SLS — Hans van Haren (NIOZ)
High-resolution observations of internal wave induced turbulence in the deep ocean
An overview is presented of high-resolution temperature observations above underwater topography in the deep, generally stably stratified ocean. The Eulerian mooring technique is used to monitor temperature variations by typically 100 sensors distributed over lines between 40 and 400 m long. The independent sensors sample at a rate of 1 Hz for up to one year with a precision better than 0.1 mK. This precision and sampling rate are sufficient to resolve the large, energy containing turbulent eddies and all of the internal waves and their breaking above underwater topography. Such underwater wave breaking is the key mechanism for the redistribution of nutrients and heat (to maintain the ocean stably stratified), and the resuspension of sediment.

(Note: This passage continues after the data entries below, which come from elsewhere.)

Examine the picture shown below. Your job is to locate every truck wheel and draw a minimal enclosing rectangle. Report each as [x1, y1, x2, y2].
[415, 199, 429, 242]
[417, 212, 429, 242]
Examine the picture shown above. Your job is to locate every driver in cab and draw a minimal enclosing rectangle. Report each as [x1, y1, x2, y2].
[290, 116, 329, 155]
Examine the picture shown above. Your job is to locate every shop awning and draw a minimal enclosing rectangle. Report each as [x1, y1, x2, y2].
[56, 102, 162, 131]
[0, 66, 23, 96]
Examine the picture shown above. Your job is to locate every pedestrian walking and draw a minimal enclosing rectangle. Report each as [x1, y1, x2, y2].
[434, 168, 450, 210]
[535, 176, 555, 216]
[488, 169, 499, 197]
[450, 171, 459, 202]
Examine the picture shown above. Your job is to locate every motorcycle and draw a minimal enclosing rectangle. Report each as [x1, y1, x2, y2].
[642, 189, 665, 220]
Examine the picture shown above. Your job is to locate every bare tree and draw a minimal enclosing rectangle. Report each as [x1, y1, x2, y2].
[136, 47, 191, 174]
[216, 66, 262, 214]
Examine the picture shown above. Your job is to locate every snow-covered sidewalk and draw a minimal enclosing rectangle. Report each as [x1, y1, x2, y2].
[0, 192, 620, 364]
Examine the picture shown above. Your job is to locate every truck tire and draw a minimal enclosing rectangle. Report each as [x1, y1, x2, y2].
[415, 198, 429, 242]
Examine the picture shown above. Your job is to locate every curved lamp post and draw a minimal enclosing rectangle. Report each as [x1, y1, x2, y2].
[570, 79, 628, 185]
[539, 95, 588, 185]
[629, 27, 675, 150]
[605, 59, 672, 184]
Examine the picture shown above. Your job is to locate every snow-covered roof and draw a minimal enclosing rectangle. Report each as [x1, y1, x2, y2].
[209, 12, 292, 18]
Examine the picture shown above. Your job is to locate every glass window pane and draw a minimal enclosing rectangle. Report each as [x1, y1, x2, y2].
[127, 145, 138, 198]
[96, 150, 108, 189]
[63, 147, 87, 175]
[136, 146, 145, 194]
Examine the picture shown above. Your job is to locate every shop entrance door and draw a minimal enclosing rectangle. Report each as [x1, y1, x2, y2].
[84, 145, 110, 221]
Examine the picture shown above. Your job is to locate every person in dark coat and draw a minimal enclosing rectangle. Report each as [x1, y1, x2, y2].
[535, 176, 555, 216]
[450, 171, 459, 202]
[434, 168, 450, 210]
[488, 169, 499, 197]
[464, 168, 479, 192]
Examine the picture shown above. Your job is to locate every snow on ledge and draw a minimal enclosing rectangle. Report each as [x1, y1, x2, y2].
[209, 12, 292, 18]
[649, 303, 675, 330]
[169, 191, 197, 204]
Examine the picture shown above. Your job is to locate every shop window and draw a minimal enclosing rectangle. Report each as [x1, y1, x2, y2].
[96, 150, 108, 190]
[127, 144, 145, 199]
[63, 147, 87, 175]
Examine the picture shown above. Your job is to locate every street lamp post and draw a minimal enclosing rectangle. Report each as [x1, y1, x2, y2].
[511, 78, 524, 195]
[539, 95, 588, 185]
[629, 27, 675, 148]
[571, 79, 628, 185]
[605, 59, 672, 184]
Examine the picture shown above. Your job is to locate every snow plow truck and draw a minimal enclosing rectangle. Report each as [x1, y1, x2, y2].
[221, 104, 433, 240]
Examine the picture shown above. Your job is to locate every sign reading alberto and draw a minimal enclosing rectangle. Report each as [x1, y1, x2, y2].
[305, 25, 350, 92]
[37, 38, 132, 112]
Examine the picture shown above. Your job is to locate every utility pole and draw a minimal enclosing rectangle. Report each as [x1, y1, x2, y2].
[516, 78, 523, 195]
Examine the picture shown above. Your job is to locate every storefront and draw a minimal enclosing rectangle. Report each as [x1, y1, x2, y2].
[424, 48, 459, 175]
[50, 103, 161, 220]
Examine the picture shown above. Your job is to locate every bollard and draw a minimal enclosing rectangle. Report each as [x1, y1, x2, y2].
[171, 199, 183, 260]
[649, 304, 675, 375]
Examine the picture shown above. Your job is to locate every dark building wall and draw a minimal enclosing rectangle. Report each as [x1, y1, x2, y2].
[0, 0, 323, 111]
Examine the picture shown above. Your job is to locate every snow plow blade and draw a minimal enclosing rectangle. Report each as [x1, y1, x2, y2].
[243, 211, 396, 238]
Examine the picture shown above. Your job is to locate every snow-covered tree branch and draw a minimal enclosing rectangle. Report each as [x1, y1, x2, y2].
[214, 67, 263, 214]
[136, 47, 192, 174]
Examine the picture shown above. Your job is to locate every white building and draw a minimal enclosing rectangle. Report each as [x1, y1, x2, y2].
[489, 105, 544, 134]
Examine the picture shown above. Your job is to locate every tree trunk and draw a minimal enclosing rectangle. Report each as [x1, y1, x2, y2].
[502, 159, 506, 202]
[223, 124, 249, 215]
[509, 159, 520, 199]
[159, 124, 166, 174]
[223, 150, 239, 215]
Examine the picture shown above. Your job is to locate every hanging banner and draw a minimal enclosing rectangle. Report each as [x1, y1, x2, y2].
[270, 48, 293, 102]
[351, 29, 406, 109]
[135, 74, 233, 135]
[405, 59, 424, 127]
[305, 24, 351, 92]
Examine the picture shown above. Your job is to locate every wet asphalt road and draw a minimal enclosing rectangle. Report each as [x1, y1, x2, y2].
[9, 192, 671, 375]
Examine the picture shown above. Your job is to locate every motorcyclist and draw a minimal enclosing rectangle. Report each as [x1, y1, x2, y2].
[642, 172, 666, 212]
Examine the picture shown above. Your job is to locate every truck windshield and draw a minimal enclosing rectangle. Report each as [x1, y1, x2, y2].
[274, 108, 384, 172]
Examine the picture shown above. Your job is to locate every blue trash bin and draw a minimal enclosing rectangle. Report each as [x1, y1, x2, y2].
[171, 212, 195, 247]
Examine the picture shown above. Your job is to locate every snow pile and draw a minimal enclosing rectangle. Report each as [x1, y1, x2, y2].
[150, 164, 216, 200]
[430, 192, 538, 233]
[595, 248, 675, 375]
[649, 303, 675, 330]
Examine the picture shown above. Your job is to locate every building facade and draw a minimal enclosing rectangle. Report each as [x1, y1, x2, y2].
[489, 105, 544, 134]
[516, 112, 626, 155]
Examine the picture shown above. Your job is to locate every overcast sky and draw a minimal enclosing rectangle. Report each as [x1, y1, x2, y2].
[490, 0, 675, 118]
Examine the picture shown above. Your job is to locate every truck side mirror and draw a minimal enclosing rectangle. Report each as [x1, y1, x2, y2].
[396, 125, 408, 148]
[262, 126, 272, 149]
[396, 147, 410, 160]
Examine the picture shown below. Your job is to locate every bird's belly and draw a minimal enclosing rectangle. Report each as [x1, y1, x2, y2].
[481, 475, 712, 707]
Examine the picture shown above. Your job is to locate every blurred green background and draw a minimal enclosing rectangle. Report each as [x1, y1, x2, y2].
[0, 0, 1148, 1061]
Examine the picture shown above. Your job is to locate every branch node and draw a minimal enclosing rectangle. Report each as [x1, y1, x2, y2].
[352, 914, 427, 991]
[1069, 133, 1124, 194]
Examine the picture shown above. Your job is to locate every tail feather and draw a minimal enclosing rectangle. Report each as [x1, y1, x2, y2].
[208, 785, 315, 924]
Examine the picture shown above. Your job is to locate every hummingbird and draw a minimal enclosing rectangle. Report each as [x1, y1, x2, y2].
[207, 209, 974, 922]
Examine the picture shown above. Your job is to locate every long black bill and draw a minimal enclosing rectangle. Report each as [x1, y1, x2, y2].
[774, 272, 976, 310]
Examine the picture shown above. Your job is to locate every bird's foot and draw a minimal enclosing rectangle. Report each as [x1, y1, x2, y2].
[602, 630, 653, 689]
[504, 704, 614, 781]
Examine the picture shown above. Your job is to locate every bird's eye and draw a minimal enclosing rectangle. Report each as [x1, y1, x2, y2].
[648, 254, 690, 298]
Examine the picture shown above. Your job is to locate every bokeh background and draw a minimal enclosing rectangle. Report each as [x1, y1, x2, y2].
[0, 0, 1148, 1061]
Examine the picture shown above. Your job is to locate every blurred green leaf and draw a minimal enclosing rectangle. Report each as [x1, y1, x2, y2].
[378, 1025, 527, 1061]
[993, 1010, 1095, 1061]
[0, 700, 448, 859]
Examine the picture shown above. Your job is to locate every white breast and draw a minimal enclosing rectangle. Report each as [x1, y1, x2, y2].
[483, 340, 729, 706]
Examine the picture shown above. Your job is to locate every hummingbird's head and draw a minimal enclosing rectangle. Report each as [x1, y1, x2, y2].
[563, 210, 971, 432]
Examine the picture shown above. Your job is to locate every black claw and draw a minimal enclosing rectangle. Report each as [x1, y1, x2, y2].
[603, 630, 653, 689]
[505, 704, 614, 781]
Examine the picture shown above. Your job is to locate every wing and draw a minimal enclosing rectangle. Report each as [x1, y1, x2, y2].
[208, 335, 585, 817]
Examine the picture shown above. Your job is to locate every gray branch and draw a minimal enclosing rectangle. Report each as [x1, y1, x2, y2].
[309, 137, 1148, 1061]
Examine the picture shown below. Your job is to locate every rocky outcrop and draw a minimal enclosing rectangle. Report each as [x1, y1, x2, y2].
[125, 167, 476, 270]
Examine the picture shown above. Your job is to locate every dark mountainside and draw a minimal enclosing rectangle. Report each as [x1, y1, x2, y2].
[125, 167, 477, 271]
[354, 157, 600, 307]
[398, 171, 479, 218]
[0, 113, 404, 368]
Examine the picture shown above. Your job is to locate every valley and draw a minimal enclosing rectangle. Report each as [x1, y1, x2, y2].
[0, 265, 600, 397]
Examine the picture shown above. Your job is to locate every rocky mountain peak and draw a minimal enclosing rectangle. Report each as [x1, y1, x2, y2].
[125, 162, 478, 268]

Under conditions of tight temperature-density relationship, the temperature data are used to quantify turbulent overturns. These observations show two distinctive turbulence processes that are associated with different phases of a large-scale, mainly tidal, internal gravity wave: i) highly nonlinear turbulent bores during the upslope propagating phase, and ii) Kelvin-Helmholtz billows, at some distance above the slope, during the downslope phase. While the former may be associated in part with convective turbulent overturning following Rayleigh-Taylor instabilities, the latter are mainly related to shear-induced instabilities. Under weaker stratified conditions, away from boundaries, free convective mixing appears more often, but a clear inertial subrange in temperature spectra is indicative of dominant shear-induced turbulence. With stratification, turbulence is seen to increase in dissipation rate and diffusivity all the way to the bottom, which challenges the idea of a homogeneous bottom boundary layer. With a newly developed five-lines mooring, the transition from isotropy (full turbulence) to anisotropy (stratified turbulence/internal waves) is revealed.